Every month, I share the articles and sites that I found most interesting. Here’s what caught my attention in May: making meaningful change, photographs of confinement, the importance of the Doctor, the failure of productivity, and more.
(Articles marked with ($) may be behind a paywall.)
• Save the Tears: White Woman’s Guide by Tatiana Mac: “Black and brown people are protesting for their survival, and you’re a white woman who isn’t sure how to help. What now?”
• Here’s Why Some Professional Photographers Are Making Their Instagram Accounts Private by Kate Bubacz: “Nancy Del Pizzo, the outside counsel for BuzzFeed, said, ‘If you’re a photographer and you’re going to be putting your stuff up, and you want to preserve your rights, you ought to care about the terms and conditions. It’s part of the due diligence of being a photographer.’”
• Through my lockdown lens: 11 leading photographers capture their confinement by Killian Fox, Tim Lewis and Lisa O’Kelly: “Acclaimed photographers from around the world share a single image reflecting on their experience of the coronavirus outbreak”
• The Character of the Doctor Is More Important to Me Than Doctor Who Will Ever Be by Emmet Asher-Perrin
We watch the show because we need the Doctor. We need the Doctor because their existence, their kindness, their belief in us makes it a little easier to be in the world. There aren’t many fictional figures who fill that need, who offer that manner of comfort, and certainly not with this longevity.
• Hardboiled World: Four Creative Noir Traditions From Around the Globe by T.R. Napper: “The narrative template of noir, with its origins in the hardboiled and disillusioning interwar period, offers a mood, tone, and critique of power that resonates across cultures and time.”
• Productivity Is Not Working ($) by Laurie Penny: “The idea that hustling can save you from calamity is an article of faith, not fact—and the Covid-19 pandemic is starting to shake the collective faith in individual striving.”

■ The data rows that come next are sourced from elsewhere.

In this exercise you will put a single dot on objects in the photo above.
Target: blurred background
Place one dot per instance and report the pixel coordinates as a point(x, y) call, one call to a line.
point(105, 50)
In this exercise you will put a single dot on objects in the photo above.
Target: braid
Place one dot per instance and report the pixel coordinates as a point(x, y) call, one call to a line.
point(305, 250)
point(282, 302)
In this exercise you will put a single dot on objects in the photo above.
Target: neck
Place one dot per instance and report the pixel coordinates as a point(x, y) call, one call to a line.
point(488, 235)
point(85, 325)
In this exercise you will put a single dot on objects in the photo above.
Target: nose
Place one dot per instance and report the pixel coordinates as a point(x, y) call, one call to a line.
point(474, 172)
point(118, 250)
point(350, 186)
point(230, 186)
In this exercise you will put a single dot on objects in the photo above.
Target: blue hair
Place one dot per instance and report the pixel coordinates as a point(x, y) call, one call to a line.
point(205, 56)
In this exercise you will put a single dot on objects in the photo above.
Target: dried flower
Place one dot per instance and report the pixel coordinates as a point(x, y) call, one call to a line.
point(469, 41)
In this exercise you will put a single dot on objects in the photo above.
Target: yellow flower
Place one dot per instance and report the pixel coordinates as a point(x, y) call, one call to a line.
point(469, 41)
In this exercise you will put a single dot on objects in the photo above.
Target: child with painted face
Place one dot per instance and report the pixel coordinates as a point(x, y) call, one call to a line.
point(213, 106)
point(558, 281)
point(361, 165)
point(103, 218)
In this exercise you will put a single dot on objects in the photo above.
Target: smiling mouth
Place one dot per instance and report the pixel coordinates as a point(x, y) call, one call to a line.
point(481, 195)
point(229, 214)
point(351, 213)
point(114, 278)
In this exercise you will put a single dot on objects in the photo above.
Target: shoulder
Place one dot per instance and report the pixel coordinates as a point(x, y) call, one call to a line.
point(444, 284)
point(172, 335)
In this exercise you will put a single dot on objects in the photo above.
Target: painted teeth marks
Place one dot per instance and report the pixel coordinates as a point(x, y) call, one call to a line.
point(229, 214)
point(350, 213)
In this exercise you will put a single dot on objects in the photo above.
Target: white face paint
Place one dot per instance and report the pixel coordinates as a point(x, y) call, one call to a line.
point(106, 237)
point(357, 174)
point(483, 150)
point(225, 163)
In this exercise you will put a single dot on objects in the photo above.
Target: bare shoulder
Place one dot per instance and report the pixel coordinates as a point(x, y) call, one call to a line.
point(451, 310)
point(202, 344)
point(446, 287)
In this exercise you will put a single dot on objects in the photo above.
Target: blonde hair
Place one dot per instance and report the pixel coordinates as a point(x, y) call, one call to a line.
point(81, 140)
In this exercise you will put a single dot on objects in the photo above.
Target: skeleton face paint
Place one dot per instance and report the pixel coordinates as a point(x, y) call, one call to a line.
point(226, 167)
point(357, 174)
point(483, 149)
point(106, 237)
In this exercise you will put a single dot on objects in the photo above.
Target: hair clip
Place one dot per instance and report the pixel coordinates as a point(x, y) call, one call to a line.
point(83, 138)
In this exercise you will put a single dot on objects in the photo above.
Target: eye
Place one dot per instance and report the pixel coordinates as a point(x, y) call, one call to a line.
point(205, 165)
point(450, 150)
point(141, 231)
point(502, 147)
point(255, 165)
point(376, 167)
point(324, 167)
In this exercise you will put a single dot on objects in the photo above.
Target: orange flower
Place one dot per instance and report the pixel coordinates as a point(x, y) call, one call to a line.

• I Don’t Feel Like Buying Stuff Anymore by Anne Helen Petersen
This might, of course, be a misguided proclamation coming from the inside of a pandemic. But in addition to the actual risk (to oneself, to others) of buying things, the pandemic has afforded many Americans, whether in isolation or out of work, with something they haven’t had in years: time and mental space to actually think about the way we spend and its effects on others.
• Inside the Flour Company Supplying America’s Sudden Baking Obsession ($) by David H. Freedman: “It was as if half of America had decided all at once that they needed to bake. A lot.”
• Stewed Awakening by Navneet Alang
Only whiteness can deracinate and subsume the world of culinary influences into itself and yet remain unnamed. It’s a complicated little dance of power and desire: The mainstream is white, so what is presented in the mainstream becomes defined as white, and — ta-da — what you see in viral YouTube videos somehow ends up reinforcing a white norm, even though the historical roots of a dish or an ingredient might be the Levant or East Asia. You might say whiteness works by positing itself as a default. You might also say that this sucks.
• The Haunting of Girlstown by Daniel Hernandez
The students carried the girl into the classroom. She was 12 years old, very thin, and her lower body was rigid, as if she were paralyzed. The classroom was beige, with a crucifix on the wall and a collection of empty desks. The students navigated the girl to a chair, lowered her down, and retreated. A group of nuns waited outside, leaving her alone with the government psychiatrist.
What’s the most interesting thing you saw online this month?